7. False Surrender or White Flag Trickery

© Cambridge University Press

Feigning surrender violates warfare’s most fundamental trust mechanism. During World War I’s Battle of Passchendaele, German troops reportedly raised white flags, then opened fire when Allied soldiers ceased shooting and approached to accept surrender. This underhanded tactic makes genuine surrenders dangerous for both sides. Soldiers who experience such betrayal often become reluctant to accept future surrenders, sometimes leading to unnecessary killing of troops genuinely trying to surrender. The practice is explicitly prohibited by the 1907 Hague Convention as “treacherous killing,” yet examples appear throughout military history from ancient battles to modern conflicts, undermining one of the few humanitarian aspects of warfare.

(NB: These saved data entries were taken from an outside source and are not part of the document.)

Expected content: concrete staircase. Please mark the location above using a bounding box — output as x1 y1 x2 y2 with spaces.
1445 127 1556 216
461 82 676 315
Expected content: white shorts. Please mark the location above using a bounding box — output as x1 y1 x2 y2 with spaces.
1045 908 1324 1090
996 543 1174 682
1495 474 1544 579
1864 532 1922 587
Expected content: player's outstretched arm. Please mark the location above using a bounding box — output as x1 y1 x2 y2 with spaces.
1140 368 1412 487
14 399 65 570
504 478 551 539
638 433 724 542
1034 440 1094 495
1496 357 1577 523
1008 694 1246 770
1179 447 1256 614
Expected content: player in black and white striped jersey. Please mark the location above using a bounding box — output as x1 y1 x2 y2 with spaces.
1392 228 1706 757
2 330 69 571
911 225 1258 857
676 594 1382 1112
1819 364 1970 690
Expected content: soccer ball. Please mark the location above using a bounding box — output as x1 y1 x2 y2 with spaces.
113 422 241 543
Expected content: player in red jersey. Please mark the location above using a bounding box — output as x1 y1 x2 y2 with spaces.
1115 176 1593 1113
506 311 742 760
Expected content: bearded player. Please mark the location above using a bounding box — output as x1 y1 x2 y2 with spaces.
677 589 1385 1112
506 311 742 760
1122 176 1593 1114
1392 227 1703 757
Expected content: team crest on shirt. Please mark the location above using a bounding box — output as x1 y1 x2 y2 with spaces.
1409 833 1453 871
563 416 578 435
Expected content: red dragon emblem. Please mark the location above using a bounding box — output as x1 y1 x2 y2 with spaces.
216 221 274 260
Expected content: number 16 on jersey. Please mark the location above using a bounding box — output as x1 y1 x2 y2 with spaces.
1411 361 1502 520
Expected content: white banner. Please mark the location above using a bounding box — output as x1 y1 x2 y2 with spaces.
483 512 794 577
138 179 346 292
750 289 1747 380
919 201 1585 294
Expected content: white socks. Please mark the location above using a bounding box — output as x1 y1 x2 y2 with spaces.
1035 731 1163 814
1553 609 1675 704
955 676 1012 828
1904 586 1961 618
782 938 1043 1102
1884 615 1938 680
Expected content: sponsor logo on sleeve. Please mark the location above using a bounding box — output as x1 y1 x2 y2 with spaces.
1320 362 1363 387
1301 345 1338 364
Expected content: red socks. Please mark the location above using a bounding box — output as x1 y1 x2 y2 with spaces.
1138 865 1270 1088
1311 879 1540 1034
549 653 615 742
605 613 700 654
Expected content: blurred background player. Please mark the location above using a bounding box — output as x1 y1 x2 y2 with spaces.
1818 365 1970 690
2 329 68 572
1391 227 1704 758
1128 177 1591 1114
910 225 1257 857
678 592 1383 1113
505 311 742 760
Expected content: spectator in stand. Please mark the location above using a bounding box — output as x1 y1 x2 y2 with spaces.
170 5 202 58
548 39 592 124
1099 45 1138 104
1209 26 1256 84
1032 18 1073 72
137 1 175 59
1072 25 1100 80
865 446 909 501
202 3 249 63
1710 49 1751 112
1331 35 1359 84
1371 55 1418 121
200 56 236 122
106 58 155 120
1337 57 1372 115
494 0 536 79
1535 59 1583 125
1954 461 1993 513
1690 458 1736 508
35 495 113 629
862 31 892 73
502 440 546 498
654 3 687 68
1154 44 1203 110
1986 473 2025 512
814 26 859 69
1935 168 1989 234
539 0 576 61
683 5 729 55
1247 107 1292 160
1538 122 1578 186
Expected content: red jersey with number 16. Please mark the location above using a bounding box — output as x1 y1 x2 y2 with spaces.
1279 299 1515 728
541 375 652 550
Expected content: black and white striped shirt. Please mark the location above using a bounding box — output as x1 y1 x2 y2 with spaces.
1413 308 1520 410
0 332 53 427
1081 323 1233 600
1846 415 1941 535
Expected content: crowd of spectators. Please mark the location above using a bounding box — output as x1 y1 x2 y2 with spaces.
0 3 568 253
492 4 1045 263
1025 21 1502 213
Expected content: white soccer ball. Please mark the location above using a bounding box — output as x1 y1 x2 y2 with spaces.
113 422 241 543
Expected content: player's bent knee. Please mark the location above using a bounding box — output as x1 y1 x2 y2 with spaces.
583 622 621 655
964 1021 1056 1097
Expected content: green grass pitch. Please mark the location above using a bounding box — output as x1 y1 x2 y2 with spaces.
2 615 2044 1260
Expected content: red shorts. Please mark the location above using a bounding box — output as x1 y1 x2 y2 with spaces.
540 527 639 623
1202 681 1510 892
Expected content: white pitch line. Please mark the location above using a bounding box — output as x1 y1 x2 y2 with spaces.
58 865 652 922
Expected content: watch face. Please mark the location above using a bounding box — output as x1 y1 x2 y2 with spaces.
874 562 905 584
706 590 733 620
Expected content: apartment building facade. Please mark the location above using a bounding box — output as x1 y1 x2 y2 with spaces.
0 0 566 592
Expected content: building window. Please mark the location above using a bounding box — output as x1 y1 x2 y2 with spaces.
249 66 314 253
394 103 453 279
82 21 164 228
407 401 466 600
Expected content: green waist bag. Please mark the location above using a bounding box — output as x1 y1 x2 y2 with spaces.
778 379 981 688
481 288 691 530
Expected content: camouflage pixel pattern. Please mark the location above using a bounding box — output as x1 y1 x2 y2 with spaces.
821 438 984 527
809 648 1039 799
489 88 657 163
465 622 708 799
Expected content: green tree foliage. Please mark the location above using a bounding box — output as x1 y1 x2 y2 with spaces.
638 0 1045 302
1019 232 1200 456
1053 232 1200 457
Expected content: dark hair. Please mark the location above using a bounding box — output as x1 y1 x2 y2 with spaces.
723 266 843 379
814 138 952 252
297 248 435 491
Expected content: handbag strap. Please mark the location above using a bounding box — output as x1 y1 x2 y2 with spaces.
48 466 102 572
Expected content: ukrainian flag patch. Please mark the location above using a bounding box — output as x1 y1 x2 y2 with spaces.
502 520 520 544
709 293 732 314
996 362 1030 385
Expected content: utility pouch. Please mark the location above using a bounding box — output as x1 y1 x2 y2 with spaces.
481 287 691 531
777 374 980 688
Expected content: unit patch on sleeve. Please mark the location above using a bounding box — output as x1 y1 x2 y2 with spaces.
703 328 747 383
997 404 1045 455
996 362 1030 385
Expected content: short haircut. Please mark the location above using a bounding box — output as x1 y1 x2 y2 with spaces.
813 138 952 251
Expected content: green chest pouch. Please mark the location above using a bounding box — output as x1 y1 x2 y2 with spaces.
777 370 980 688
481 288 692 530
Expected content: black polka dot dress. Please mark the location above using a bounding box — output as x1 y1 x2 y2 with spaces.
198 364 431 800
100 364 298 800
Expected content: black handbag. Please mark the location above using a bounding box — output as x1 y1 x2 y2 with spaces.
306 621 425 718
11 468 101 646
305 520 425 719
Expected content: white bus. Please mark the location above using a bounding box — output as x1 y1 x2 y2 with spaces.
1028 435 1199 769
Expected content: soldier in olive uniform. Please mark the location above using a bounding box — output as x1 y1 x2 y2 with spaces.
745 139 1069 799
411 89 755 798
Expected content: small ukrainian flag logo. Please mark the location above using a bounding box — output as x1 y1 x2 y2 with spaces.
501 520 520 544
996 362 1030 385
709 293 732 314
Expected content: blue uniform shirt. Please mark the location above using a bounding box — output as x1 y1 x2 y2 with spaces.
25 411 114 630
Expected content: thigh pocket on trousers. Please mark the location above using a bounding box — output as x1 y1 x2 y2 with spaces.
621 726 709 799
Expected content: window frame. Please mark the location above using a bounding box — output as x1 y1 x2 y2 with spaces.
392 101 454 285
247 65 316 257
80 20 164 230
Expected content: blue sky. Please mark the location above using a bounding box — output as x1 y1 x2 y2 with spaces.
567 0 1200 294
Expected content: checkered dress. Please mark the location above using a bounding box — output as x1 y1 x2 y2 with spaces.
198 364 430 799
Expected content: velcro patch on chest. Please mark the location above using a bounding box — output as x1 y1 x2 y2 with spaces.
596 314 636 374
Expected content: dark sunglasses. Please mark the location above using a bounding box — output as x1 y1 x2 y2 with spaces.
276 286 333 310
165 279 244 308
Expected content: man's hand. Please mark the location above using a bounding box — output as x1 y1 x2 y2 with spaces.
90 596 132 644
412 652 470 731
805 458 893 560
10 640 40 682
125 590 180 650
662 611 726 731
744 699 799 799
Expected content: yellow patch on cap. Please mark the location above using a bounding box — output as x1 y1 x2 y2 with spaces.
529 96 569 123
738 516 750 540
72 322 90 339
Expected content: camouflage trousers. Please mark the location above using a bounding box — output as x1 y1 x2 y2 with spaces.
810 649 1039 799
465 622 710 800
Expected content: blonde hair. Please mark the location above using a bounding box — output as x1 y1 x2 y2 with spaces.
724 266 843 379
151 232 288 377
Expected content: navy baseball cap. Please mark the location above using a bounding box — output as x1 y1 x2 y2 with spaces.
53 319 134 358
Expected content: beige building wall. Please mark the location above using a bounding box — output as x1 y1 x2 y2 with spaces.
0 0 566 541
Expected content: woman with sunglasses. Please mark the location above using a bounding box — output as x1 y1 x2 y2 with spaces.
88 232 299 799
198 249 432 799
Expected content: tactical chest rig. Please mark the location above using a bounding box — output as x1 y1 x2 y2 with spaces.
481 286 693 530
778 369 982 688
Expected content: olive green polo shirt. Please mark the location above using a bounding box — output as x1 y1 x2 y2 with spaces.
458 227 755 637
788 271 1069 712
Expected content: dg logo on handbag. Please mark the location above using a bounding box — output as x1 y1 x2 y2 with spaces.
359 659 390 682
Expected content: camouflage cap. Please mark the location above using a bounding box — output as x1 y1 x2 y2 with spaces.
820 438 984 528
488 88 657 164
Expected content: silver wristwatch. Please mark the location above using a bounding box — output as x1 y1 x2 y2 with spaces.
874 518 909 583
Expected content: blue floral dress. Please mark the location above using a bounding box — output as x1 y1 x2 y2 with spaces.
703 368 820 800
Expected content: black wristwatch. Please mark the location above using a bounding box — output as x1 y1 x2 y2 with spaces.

8. Total War Tactics on Civilians

© Reddit

The firebombing of Dresden in February 1945 exemplifies how civilians became legitimate targets in modern warfare. Allied forces dropped 3,900 tons of bombs, creating a firestorm that consumed the historic German city and killed approximately 25,000 people, mostly civilians. Similar campaigns against Tokyo killed over 100,000 civilians in a single night. These attacks deliberately targeted non-combatants to break enemy morale and production capacity. The strategy represented a fundamental shift in warfare ethics. Previous military doctrine generally distinguished between combatants and civilians, but total war erased this boundary, arguing that civilian infrastructure and morale were legitimate military targets.

9. Child Soldiers

© Human Rights Watch

The Lord’s Resistance Army in Uganda pioneered especially brutal methods of transforming children into killers. Abducted from villages, children as young as eight were forced to murder their own family members to destroy their sense of identity and community. Military commanders exploit children’s malleability and fearlessness. In Sierra Leone’s civil war, drugged child soldiers committed atrocities they couldn’t fully comprehend. More recently, ISIS established training camps specifically for children, calling them “cubs of the caliphate.” Beyond the immediate horror, this tactic creates generational trauma. Former child soldiers often struggle with reintegration, psychological damage, and lost education, affecting societies long after conflicts end.

10. Terror Bombing of Cities

© History.com

The German Luftwaffe pioneered strategic terror bombing during the Spanish Civil War, most infamously at Guernica in 1937. The tactic reached new heights during World War II’s London Blitz, when German bombers attacked civilian areas nightly for 57 consecutive days. Unlike precision bombing of military targets, terror bombing specifically aimed to create fear, panic, and demoralization among ordinary people. The psychological impact often outweighed physical destruction. The atomic bombings of Hiroshima and Nagasaki represented the culmination of this strategy – instantly killing tens of thousands of civilians to force surrender through shock and horror rather than conventional military defeat.